Xさんを連れて家族が外来に来たのは3年前のことです。Xさんはパーキンソン症
候群のため、起居動作が困難で、痴ほうの初期症状も出ていたため、家族は入院治療させたかったのです。しかし、Xさん本人は頑として拒否しました。
薬物治療も受けていなかったXさんは、無表情で反応が乏しく、意欲も低下していました。しかし、最低限の筋力は保たれていて、適切な指示があれば在宅でもリハビリができそうでした。
早速、訪問スタッフに連絡をとり、もっとも簡単で効果的なものとして、起立訓練から始めました。しかし、Xさんは、立ち上がろうとすると後方にそっくり返ってしまいます。軽くうなじを押さえるだけのちょっとしたコツを指導すると、身体の小さな奥さんにも楽に訓練介助ができました。
3カ月後、Xさんは自分で立ち上がり、ポータブルトイレに乗り移れるようになりましたが、歩こうとすると、やはり後方にそっくり返ってしまいます。そこで、歩行訓練の前に前屈運動を十分に行ったり、両ひざに手をついて前傾姿勢を保つなど、ちょっとした姿勢の工夫をお願いしました。
半年後、Xさんはトイレまで歩いて行けるようになり、表情も明るく、冗談を口にするようになりました。しかし、体が固いため、歩くことはできても起きあがることができません。次は、体をひねる訓練を集中して行うよう、訪問スタッフと奥さんにお願いしました。
さらに半年後、Xさんは自力でベッドから起きあがれるようになりました。バランス能力も改善し、数年ぶりに玄関を下りて庭に出ることもできました。
最近では不確かだった尿意も改善して、ほぼ完全におむつを外して生活しています。ここまでたどり着くには、適切な薬物療法にもまして、訪問スタッフと家族の絶え間ない努力が必要でした。
入院して集中的にやれば短期間ですんだことかもしれませんが、一つ一つ順を追って訓練を進めていけば、Xさんのように、在宅でも潜在能力を引き出せる人もいます。
最近は在宅リハビリのケースも増えてきましたが、在宅だから維持的なものばかりとは限りません。
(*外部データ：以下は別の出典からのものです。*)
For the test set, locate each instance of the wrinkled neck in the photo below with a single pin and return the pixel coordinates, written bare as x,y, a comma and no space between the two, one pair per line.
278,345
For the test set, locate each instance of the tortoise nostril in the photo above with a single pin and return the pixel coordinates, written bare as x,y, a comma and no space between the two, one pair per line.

介護保険が、単に療養の場所を変えるだけのものではなく、適切で積極的な在宅リハビリを支援するものであってほしいと願います。
(鹿児島大学医学部リハビリテーション科・東郷伸一)
目次に戻る
WEB master 註:本文に記した「パーキンソン症候群のリハの内容」について、WEB master の知人から照会を頂いた。本当にそれだけの訓練で良くなるのか、あるいは、本文に記してあるリハの内容は適切なもので本当に効果的なのか? という御質問である。
前者について言えば、答えはNOである。現実には、もっといろいろな訓練内容を組み合わせてある。しかし、家族や訪問ナースにお願いする内容は、あまり込み入ってしまっても逆効果なので、出来るだけワンポイントに絞ってお願いすることにしている。そのワンポイントが、本文に記したような内容であった、ということである。
ただ、このようなワンポイントに家族が熱心に取り組んでくれなければ、本文に記したような回復は得られなかったろうと WEB master は感じている。ごくたまにPTなりの専門家が訪問するだけで、そんなに良くなるわけがない、継続・繰り返しの量こそが力になる、という点は否定できない。
したがって、後者については、YESと答えたい。かなり効果的であったし、この患者さんに関して言えば、適切な訓練指示であったと思っている。成書にばかり目を奪われないで、現実に即して患者さんと向き合っていれば、こういうアプローチも十分にあり得るものだろう、などと、ちょっと偉そうに(走召・糸色・火暴・笑)回答しておきたい。